Decision: Light wording polish of the IMPORTANT: directive lines

  • Context: Lines 706 and 870 currently glue an English IMPORTANT: directive onto a Chinese system prompt with f"{system_prompt}\n\n{get_language_instruction()}\nIMPORTANT: ...". After translating the system prompts to English, the IMPORTANT: directive can either remain verbatim or be merged into the system prompt for cleaner flow.
  • Alternatives Considered:
    1. Keep the directive lines exactly as-is (preserves byte-for-byte behaviour).
    2. Lightly polish wording for grammatical flow with the now-English system prompt.
    3. Merge the directive into the system prompt body.
  • Selected Approach: Option 1 with a small caveat — keep the directives verbatim, including the existing English wording. The constraint semantics (PascalCase poster_type; stance ∈ {supportive, opposing, neutral, observer}) MUST not change. If a reviewer requests Option 2, the wording polish can be applied with the constraint semantics held constant.
  • Rationale: Minimum-diff principle. The directives already work; touching them adds risk for no functional gain.
  • Trade-offs: Slight grammatical awkwardness from concatenating an English system prompt with another English directive. Cosmetic only.
  • Follow-up: None unless a reviewer flags wording.

Risks & Mitigations

  • Risk: Reviewer interprets ticket scope strictly and rejects the context-builder translation (R7). Mitigation: Document the rationale explicitly in the PR body and reference the sister-spec precedent. If rejected, revert just the helper changes — they are isolated edits.
  • Risk: LLM produces lower-quality output for zh locale because the base prompt is now English (model has to do more work to honour the 请使用中文回答。 postfix). Mitigation: Sister specs (#2, #3) shipped without observed regressions.
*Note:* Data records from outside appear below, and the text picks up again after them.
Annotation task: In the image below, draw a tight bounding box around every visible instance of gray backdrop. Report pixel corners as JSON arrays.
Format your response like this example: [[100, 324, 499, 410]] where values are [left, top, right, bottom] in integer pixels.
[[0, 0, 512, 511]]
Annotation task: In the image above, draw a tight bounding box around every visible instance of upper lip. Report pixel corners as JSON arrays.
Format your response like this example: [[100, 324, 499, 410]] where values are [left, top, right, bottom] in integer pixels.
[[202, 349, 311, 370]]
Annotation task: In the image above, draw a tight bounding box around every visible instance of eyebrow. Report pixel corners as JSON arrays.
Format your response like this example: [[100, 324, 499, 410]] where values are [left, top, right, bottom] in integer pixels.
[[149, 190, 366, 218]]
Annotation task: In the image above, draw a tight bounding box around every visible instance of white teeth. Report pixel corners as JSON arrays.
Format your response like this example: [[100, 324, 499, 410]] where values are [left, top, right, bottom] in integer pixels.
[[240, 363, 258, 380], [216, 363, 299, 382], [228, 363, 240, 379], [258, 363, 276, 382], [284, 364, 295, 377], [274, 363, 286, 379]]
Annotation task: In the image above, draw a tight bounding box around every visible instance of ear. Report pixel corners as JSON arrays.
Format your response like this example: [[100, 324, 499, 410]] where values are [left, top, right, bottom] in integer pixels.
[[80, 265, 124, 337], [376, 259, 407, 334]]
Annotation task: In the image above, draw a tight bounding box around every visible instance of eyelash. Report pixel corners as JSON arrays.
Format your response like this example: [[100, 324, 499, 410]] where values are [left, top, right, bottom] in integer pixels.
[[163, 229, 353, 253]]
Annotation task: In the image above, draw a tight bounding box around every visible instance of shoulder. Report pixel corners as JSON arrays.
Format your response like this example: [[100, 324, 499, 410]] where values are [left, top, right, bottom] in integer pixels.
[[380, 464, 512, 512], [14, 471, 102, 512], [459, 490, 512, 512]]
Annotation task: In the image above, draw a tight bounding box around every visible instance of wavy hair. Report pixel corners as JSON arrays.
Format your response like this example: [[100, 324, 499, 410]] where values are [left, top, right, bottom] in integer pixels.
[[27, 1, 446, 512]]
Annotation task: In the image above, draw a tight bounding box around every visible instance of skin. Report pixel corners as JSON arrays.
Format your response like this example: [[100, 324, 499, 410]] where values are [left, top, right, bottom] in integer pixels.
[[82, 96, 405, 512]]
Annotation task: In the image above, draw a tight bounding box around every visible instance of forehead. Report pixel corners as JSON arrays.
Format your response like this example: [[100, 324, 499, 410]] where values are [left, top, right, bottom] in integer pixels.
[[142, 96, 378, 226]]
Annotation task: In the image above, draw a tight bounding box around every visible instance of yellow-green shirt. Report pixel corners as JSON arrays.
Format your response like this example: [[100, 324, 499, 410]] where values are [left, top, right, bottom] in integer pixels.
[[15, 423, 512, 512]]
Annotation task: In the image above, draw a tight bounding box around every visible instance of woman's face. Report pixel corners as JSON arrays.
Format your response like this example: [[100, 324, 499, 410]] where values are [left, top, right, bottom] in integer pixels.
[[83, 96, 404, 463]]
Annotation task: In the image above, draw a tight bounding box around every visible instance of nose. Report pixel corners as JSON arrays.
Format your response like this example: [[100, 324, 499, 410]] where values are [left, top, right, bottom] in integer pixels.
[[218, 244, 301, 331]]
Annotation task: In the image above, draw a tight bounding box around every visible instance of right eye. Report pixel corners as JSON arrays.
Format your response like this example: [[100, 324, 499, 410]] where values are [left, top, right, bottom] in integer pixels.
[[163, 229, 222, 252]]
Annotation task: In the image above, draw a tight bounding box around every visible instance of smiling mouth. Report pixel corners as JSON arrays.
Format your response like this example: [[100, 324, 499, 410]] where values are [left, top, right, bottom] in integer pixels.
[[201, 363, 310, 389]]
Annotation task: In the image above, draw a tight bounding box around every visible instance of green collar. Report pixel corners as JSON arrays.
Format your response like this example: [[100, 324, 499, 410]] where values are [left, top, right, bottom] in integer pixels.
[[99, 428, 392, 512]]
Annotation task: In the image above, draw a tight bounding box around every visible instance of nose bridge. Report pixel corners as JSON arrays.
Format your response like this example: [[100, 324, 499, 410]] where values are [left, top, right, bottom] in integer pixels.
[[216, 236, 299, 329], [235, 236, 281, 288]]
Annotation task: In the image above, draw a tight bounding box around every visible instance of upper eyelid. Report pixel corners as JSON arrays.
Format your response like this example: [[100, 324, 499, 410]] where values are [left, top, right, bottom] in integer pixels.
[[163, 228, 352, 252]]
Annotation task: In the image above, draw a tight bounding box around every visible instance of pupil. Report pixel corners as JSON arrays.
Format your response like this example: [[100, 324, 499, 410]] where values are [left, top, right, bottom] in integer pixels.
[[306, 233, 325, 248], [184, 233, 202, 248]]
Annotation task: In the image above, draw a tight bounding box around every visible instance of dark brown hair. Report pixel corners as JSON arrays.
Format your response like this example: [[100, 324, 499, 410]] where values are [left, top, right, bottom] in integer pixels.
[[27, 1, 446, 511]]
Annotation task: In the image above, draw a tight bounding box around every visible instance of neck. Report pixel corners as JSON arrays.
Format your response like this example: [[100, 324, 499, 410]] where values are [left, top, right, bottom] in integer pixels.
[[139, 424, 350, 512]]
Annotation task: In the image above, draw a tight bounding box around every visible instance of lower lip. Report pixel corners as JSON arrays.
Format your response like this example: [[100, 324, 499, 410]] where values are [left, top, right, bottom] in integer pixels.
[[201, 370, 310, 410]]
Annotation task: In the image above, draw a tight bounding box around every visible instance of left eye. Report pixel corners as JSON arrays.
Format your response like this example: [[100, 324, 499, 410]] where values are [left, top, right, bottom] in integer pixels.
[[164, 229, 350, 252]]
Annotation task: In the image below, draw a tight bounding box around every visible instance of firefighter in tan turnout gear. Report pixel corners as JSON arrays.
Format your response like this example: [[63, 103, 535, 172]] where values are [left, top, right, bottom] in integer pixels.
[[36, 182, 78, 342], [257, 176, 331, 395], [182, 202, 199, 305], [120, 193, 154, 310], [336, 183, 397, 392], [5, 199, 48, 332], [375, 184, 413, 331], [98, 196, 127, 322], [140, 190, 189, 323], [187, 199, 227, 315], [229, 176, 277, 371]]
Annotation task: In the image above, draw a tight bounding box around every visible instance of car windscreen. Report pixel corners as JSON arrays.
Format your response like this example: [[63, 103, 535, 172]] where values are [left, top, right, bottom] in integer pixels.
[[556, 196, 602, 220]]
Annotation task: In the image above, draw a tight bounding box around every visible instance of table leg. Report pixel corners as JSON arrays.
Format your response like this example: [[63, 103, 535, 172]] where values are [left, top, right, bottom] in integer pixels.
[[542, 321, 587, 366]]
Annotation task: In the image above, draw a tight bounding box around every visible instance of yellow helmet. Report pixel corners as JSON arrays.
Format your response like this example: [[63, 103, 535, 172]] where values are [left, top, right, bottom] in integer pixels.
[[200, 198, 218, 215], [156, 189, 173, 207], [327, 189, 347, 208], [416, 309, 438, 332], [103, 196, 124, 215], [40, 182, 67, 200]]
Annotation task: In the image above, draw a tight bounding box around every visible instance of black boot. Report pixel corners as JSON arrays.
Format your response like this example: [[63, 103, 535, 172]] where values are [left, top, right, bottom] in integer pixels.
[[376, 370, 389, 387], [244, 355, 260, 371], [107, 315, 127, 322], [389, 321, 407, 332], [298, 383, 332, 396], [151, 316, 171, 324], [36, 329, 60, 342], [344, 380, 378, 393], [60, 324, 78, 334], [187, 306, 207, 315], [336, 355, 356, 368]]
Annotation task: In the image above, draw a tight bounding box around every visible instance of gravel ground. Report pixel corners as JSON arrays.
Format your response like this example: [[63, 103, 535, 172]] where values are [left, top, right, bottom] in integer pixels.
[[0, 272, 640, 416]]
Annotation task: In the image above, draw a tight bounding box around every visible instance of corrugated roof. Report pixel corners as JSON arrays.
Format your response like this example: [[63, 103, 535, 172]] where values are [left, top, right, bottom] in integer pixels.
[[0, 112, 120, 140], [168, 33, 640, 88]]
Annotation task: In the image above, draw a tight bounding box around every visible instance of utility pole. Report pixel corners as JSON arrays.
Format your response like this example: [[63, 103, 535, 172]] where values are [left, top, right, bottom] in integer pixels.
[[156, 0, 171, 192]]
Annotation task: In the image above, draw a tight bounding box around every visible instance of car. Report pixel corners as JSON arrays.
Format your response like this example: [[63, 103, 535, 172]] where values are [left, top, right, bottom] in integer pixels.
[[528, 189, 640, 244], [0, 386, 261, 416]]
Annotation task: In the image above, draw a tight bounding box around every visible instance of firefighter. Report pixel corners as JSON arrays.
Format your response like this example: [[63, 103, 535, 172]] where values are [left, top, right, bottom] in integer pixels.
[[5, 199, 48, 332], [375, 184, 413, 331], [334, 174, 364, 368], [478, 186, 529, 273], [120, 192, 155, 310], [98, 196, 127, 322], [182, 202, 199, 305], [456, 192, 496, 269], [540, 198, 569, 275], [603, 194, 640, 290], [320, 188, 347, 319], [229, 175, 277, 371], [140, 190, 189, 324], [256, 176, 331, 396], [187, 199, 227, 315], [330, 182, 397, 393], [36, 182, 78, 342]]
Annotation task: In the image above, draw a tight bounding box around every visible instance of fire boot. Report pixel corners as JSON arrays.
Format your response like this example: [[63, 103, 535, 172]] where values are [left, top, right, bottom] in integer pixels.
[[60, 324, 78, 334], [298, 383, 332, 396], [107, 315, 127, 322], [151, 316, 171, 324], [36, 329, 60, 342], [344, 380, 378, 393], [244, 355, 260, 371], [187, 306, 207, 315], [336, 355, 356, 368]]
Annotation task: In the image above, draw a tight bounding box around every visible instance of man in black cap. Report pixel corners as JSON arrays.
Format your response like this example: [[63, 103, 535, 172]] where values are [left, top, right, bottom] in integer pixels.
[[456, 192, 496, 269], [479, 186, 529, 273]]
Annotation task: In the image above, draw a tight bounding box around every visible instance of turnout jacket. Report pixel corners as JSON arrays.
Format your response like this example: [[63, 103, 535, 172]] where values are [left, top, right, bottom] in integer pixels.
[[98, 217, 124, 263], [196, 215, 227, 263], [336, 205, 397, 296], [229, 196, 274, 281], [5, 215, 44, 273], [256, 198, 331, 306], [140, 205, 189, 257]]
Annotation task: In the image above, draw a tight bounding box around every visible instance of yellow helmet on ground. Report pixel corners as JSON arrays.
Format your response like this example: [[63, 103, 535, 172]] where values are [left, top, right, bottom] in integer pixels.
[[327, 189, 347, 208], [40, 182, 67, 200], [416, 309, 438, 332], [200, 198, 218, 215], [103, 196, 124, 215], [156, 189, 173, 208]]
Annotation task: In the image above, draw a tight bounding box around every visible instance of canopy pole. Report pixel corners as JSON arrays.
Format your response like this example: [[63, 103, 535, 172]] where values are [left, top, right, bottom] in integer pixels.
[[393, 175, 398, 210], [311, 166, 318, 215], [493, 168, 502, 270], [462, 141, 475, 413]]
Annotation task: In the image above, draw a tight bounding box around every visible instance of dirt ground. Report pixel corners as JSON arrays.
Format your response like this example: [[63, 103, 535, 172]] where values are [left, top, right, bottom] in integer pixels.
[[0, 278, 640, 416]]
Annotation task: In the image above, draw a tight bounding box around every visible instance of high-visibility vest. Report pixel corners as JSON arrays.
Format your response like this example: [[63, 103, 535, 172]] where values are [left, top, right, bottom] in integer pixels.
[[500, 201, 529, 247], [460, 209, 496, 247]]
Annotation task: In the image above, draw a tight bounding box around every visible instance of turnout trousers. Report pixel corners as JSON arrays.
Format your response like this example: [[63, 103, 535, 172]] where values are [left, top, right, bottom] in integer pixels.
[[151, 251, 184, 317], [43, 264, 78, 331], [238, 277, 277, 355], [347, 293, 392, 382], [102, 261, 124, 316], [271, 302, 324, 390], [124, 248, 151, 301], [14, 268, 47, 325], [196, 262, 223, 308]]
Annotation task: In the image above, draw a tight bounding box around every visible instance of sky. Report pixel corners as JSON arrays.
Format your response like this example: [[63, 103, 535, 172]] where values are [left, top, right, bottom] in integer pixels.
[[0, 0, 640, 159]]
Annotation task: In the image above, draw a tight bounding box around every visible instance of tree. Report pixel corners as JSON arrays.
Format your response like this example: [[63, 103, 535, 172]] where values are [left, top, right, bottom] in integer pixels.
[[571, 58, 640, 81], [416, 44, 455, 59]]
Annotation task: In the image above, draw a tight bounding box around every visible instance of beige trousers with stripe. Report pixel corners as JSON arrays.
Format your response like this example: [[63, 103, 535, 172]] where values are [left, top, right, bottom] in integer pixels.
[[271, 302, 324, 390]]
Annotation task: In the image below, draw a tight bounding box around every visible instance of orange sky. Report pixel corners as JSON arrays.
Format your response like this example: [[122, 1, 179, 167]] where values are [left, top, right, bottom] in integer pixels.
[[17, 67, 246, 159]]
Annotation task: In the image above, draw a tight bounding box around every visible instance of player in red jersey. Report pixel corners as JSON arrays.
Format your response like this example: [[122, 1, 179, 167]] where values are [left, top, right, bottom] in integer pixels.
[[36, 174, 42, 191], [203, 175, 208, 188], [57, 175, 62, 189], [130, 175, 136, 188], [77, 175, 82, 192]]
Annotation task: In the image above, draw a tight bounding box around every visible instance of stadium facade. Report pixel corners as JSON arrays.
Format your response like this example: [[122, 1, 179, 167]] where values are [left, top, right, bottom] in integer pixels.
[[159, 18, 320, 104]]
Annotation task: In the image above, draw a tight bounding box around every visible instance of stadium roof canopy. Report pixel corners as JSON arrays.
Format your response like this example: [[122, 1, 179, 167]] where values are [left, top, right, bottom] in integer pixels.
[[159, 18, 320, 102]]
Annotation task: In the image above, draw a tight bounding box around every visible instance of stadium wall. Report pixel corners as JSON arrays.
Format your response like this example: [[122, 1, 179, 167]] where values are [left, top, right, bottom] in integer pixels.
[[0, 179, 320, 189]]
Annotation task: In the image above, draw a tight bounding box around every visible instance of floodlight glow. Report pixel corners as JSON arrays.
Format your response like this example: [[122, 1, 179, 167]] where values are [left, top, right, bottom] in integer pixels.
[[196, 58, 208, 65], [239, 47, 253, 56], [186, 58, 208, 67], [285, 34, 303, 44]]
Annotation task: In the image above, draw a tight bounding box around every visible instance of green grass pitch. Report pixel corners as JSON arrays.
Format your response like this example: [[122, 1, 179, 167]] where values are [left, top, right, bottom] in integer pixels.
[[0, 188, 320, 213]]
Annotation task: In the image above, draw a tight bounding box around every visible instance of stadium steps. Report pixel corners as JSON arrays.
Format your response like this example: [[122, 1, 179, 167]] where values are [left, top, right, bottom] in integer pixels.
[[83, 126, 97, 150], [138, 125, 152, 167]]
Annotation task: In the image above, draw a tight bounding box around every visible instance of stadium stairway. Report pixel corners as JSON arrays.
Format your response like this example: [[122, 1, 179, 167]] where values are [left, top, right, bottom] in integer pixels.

If a regression is reported, the fix is to expand the postfix's locale instruction, not to revert this spec.
  • Risk: Light wording polish of the IMPORTANT: directive accidentally drops the 'supportive'/'opposing'/'neutral'/'observer' enum or the PascalCase requirement, causing the OASIS subprocess to reject stance or poster_type values. Mitigation: R3.7 and R2.6 explicitly forbid changing constraint semantics; the implementation will keep these directives as verbatim string literals.
  • Risk: A new prompt-time interpolation is missed during translation, producing a KeyError at runtime. Mitigation: Fixture-based render check (Decision: verification depth) will catch this before commit.

References

  • Sister-spec implementations:
    • git show 0806832feat(i18n): translate ontology_generator prompts to english (#2).
    • git show 9d1d29bfeat(i18n): translate oasis_profile_generator prompts to english (#3).
  • Sister-spec planning artefacts: .kiro/specs/i18n-ontology-generator-prompts/, .kiro/specs/i18n-oasis-profile-generator-prompts/.
  • Locale layer: backend/app/utils/locale.py, locales/languages.json, locales/en.json, locales/zh.json.
  • Steering: .kiro/steering/tech.md (i18n notes; "no enforced linter or formatter; preserve mixed Chinese/English in comments unless asked"); .kiro/steering/structure.md.